News

WMT Cultural Correspondents’ review: Zebong the magical Storyteller

23 June 2019

Wellesley Media Team Cultural correspondents Riley Boyes and Kian Miller reporting (photo credit: Harry Knight)

We filed into the dance room, tension hanging in the air. Zebong, the magic storyteller, appeared. Okay, he was waiting in the corner, but it sounds more impressive this way.  Plus, I didn’t see him.
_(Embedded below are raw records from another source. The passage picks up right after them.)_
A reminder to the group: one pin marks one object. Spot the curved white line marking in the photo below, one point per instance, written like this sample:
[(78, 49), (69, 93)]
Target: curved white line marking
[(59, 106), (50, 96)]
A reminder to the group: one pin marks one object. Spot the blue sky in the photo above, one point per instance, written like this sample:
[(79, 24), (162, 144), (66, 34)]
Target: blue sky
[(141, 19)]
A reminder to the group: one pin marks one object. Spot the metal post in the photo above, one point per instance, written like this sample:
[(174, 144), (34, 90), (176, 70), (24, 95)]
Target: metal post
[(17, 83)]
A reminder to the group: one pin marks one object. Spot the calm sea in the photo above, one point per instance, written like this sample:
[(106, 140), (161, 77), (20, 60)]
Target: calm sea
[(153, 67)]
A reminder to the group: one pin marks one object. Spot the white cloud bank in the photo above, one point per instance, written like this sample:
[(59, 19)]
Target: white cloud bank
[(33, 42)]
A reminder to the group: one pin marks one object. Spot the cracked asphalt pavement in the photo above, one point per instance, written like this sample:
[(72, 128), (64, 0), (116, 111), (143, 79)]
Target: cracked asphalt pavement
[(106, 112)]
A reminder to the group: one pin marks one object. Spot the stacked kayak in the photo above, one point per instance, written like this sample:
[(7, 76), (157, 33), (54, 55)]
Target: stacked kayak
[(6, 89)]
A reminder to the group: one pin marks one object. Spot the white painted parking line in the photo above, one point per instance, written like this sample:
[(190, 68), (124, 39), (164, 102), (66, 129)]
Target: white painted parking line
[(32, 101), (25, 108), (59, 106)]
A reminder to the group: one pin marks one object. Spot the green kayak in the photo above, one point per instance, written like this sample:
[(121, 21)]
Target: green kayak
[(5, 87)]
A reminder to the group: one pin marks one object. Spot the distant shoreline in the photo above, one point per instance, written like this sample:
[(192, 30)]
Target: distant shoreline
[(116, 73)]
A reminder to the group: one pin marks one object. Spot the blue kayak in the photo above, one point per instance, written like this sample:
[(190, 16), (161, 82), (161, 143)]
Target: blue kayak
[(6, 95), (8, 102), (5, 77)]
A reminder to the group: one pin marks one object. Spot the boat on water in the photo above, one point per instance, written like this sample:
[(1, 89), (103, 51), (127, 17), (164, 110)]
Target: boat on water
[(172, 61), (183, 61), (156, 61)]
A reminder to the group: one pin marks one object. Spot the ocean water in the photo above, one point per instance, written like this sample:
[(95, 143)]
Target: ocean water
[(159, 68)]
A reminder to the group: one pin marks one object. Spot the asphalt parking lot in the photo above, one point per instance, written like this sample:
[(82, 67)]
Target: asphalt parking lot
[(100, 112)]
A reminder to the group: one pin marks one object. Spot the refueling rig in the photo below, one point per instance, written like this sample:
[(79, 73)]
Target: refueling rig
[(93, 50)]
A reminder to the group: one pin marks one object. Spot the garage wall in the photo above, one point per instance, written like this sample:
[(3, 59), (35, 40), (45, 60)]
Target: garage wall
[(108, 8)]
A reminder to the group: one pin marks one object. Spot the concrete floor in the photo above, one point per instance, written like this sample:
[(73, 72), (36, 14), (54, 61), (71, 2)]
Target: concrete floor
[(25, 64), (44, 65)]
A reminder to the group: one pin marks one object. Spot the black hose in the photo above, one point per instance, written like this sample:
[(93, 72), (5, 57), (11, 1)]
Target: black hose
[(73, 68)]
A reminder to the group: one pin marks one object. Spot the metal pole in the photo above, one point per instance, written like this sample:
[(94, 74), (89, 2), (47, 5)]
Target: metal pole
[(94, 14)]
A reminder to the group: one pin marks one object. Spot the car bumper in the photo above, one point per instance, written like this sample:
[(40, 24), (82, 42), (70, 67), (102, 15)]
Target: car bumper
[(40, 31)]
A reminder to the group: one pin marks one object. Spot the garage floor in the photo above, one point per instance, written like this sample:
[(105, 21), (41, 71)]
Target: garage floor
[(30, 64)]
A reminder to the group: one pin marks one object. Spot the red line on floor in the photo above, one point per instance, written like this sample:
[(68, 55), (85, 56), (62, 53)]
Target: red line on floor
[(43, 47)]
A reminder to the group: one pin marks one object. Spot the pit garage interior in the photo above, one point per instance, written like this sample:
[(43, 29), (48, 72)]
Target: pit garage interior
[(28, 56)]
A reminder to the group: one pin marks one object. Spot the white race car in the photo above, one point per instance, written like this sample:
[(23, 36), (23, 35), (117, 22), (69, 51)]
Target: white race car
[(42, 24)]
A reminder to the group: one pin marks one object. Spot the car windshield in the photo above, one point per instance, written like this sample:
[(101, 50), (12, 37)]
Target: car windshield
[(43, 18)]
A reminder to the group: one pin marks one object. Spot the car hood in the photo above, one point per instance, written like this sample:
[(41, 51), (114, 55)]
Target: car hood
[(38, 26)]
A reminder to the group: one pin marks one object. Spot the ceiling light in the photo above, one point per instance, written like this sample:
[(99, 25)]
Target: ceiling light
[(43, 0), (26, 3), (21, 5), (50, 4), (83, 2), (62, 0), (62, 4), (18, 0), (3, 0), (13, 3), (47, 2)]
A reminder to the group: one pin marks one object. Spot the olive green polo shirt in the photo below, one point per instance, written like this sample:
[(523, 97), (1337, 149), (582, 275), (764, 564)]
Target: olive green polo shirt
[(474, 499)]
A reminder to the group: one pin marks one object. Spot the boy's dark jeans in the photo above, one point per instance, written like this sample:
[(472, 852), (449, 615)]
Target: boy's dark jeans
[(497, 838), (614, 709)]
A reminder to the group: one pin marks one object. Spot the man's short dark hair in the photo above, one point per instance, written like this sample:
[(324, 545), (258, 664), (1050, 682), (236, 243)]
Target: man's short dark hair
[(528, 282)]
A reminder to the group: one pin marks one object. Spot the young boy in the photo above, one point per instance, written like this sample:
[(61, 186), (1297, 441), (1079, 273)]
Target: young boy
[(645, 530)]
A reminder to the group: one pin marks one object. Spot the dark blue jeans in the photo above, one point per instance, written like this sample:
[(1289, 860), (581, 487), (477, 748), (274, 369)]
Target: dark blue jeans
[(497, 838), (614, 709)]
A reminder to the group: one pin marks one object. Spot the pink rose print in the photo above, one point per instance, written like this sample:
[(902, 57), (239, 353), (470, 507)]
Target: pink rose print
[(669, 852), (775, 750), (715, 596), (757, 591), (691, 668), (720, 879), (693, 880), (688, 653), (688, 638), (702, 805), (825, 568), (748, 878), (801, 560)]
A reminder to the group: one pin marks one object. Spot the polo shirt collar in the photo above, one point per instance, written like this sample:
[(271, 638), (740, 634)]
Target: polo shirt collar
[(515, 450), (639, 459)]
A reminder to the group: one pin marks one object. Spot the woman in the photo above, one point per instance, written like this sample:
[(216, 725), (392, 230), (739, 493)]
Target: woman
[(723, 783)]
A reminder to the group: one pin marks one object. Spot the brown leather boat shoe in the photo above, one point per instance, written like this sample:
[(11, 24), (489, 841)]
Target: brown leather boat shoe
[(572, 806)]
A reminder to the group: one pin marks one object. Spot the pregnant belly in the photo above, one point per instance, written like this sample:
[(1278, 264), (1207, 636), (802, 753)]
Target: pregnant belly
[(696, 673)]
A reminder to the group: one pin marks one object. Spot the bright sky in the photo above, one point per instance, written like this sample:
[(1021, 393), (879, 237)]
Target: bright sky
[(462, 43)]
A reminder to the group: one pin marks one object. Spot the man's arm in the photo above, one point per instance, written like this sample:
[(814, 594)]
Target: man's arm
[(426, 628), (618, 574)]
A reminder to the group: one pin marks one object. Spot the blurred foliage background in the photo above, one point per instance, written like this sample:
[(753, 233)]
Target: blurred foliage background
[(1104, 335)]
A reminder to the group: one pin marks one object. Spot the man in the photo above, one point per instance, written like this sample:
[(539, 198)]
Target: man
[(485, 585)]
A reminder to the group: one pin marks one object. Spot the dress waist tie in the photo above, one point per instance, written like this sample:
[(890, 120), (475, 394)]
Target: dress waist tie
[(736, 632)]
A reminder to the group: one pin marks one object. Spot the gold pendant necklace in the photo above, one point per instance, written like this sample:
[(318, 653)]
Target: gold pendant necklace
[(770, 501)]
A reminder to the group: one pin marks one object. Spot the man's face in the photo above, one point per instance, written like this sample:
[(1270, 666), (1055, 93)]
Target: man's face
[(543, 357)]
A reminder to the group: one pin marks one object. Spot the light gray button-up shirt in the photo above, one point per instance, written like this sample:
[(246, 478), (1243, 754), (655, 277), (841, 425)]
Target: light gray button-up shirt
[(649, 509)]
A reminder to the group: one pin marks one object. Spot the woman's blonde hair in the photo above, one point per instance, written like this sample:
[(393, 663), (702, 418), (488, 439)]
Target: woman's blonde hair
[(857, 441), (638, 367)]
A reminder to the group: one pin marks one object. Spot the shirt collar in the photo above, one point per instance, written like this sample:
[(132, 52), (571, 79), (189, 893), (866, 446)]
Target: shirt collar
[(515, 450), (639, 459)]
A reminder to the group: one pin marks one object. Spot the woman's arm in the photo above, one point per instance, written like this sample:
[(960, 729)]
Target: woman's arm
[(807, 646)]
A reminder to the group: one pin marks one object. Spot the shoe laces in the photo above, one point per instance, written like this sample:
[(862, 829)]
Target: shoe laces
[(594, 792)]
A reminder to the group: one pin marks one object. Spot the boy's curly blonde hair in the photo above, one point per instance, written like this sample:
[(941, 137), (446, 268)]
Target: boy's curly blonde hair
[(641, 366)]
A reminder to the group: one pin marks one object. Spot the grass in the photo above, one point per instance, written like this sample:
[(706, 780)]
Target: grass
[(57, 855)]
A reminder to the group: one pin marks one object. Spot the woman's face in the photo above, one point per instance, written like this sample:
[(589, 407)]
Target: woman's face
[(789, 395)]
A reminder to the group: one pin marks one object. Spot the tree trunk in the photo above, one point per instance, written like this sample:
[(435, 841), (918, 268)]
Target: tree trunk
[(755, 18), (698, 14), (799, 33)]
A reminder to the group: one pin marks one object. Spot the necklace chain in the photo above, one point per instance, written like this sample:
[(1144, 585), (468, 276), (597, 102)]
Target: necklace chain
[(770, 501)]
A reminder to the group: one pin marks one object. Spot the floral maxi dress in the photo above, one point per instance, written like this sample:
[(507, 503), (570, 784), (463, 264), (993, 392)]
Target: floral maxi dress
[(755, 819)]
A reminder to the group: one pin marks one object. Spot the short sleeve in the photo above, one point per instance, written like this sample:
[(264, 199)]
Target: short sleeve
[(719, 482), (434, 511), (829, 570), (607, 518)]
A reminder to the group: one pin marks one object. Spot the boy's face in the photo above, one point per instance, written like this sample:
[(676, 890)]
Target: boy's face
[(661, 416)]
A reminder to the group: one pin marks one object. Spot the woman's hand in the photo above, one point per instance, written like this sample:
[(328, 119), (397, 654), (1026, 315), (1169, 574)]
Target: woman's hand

He wore a vest made of cut-up ties he had made after his Dad had shouted, “Someday when you get a real job, you will wear ties too!”

Zebong  told us about how he got his stories from just looking around him and many were based on fact.  Some of the stories were quite grizzly, including a disastrously situated cattery by the side of a motorway and the truck collision that caused widespread feline carnage.

“And you can see the little drops of blood as the liver was carried up the stairs… “

He told us a slightly disturbing story of stealing relatives’ internal organs (and taking them up stairs), how he had tricked new kids that there was a severed head under a bin in a sandpit and how he got bullies back for stealing his lunch, by putting goat droppings disguised as raisins in a  sandwich. He got both the kids and the teachers to act out his stories as he told them, and told a few wisecracks, particularly at the expense of the teachers!

Zebong  advised us that to be a good storyteller, you have to pay attention to what goes on around you for inspiration.

Thanks Zebong; that was loads of fun!